International information
- National side: Canada;
- ODI debut (cap 48): 18 October 2007 v Kenya
- Last ODI: 20 October 2007 v Kenya

Career statistics
| Competition | ODI | First-class |
| Matches | 2 | 3 |
| Runs scored | 59 | 70 |
| Batting average | 29.50 | 11.66 |
| 100s/50s | 0/0 | 0/0 |
| Top score | 44 | 49 |
| Balls bowled | – | 12 |
| Wickets | – | 0 |
| Bowling average | – | – |
| 5 wickets in innings | – | – |
| 10 wickets in match | – | – |
| Best bowling | – | – |
| Catches/stumpings | 1/– | 1/– |
- Source: ESPNcricinfo, 16 January 2011

= Abdul Jabbar (Canadian cricketer) =

Canadian cricketer (born 1983)

Abdul Jabbar (born 1 March 1983) is a Canadian cricket player. He is a right-hand batsman and a right-arm medium pace bowler.

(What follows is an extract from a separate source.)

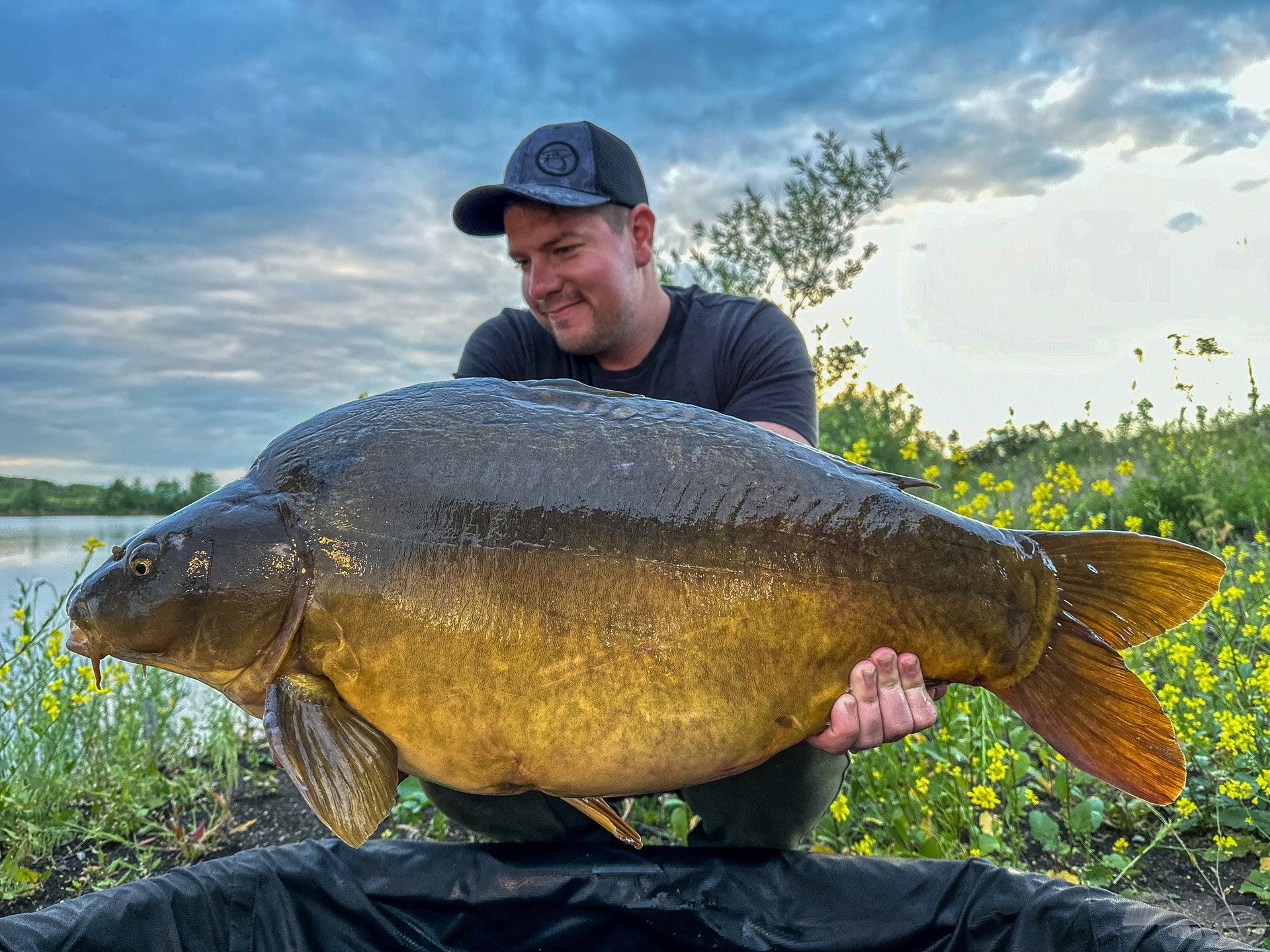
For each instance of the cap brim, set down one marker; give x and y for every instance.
(480, 211)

He made his One-Day International debut for Canada on the tour to Kenya in October 2007. There, he appeared in two matches scoring 59 runs with a high score of 44 and averaging 29.50. He also was involved in two Intercontinental Cup matches against Kenya and Namibia scoring 70 runs with a high score of 49, averaging 17.50. His 49 came on his Intercontinental Cup debut against Kenya, contributing to Canada's first wicket partnership of 68.